Burak Kan’a “Sosyal medya bir sektör mü?” sorusunu yöneltiyoruz ve şu cevabı alıyoruz: “Sosyal medyanın ticari tarafı var muhakkak ama sektör diyemeyiz. Basının alt kolu gibi ama daha yazılı kuralları olmayan, etik kuralları olmayan bir kolu. Sosyal medyanın tek kuralı fotoğraflar üzerine. Başkaları tarafından çekilen fotoğraflar çok kullanılıyor, kaynaksız… Ama zamanla oturacak tabii sistem. Öte yandan ben özellikle 1 senedir yemek içeriğini azaltıp seyahat artırmaya çalışıyorum. Yeme içeriği çok fazla olduğu ve sosyal medyada sıyrılmak için seyahati artırmaya karar verdim. Yeme konusu herkesin aslında ortak noktası, herkes akşam ailesiyle veya arkadaşıyla aynı masada oturuyor. Benim de hobim olduğu için yapmaya başladım ve o zamanlarda da bunu yapan az olduğu için parladım. Son zamanlarda Avrupa’yı azaltmaya çalışıyorum biraz daha uzaklara gidip karşılaşmadığım bir kültürü deneyimlemek istiyorum. Orta Amerika’da 2 aydan fazla kaldım. İlk başta sıkılırım sandım ama ilk günden son güne kadar tempo hiç düşmedi ve birçok farklı kültürle karşılaştım. 4 ülke gezdim orada. Beni besleyen şey yeni bir şeyler görmek. Pazar gezmek beni şehir gezmekten daha çok mutlu ediyor. Meksika bu konuda apayrı bir deneyimdi.”
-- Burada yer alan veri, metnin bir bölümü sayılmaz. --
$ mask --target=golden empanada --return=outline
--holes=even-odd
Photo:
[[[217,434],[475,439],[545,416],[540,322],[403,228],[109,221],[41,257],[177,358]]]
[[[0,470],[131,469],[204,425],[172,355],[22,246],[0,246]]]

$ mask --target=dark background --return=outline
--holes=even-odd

“Bir gün Bangkok’ta tek başıma gezerken Gökmen Sözen’le karşılaştım”

FoodinLife Genel Yayın Yönetmeni Gökmen Sözen ile Bangkok’ta karşılaşmalarından da söz eden Kan, o karşılaşmayı şöyle anlatıyor: “Bir gün Bangkok’ta tek başıma geziyordum ve hiç turist olmayan yerel bir pazarda ürünlere bakıyordum ve orası da İngilizce konusunda çok sıkıntılıydı. Güneşin altında öylece pazarın videosunu çekerken karşımda Gökmen Sözen’i gördüm. Sanki Kadıköy’de karşılaşmışız gibiydi. Yanında Mugaritz’in şefi Aduriz vardı, yanlarında da rehber… Meğerse o adamda Michelin yıldızlı Tayland’ın en ünlü şeflerinden biriymiş. Güzel bir karşılaşma oldu.”
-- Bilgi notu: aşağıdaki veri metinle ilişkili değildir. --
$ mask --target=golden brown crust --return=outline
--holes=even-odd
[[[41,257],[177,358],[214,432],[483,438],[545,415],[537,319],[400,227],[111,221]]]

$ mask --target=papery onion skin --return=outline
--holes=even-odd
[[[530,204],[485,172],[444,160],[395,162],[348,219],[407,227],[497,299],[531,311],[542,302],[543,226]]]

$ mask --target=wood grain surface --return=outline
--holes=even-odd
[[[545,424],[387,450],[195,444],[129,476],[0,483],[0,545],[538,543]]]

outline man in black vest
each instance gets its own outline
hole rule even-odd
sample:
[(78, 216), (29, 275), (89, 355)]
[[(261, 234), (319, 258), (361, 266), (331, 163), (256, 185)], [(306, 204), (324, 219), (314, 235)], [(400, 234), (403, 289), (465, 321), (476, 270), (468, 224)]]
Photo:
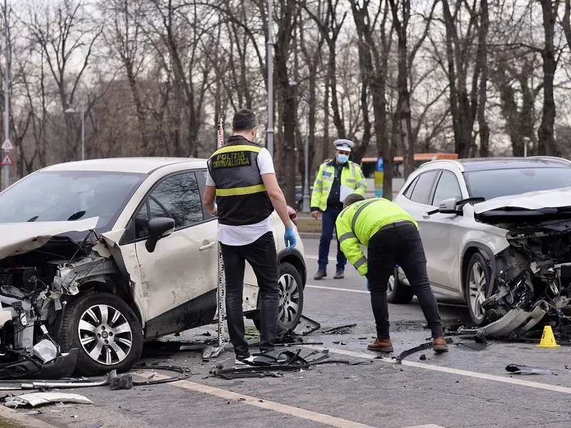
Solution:
[(261, 295), (260, 350), (268, 352), (275, 347), (279, 286), (271, 222), (274, 209), (286, 227), (286, 247), (291, 250), (295, 245), (293, 225), (270, 152), (254, 143), (257, 131), (258, 119), (252, 111), (236, 113), (232, 136), (208, 159), (203, 195), (208, 213), (218, 217), (217, 239), (226, 279), (228, 329), (237, 362), (250, 356), (242, 310), (246, 261), (253, 268)]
“Kendi ülkemizi öğrenmemiz gerekiyor”

Dünyadaki sokak yemeklerini ve yaşadığı deneyimleri bizlerle paylaşan Burak Kan için Bangkok, sokak yemeğinin başkenti. Sonrasında ise Meksika geliyor. Hijyen konusunda en şüpheli olduğu ülkenin ise Hindistan olduğunu belirten başarılı isim, Tarih olarak ise Orta Amerika’dan çok etkilendiğini belirterek sözlerini şöyle sonlandırıyor: “İnsanlar orada nelerle övünüyorken biz nelerin üstünde oturuyoruz. O yüzden Türkiye bu konuda inanılmaz ama sonrasında Tayland diyebilirim. Hatay da beni çok heyecanlandırıyor. Yeme-içme kültürü her yerden besleniyor Hatay’da. Öte yandan sosyal medya gastronomi turizmini oldukça geliştirdi. Yemek herkesin ortak noktası olduğu için Türkiye’nin de yemek üzerinden pazarlama yapması çok mantıklı olur. Bizim kendi ülkemizi de öğrenmemiz gerekiyor. Yabancılar buraya gelip nasıl heyecanlanıyorsa bizim de heyecanlanmamız gerekiyor.”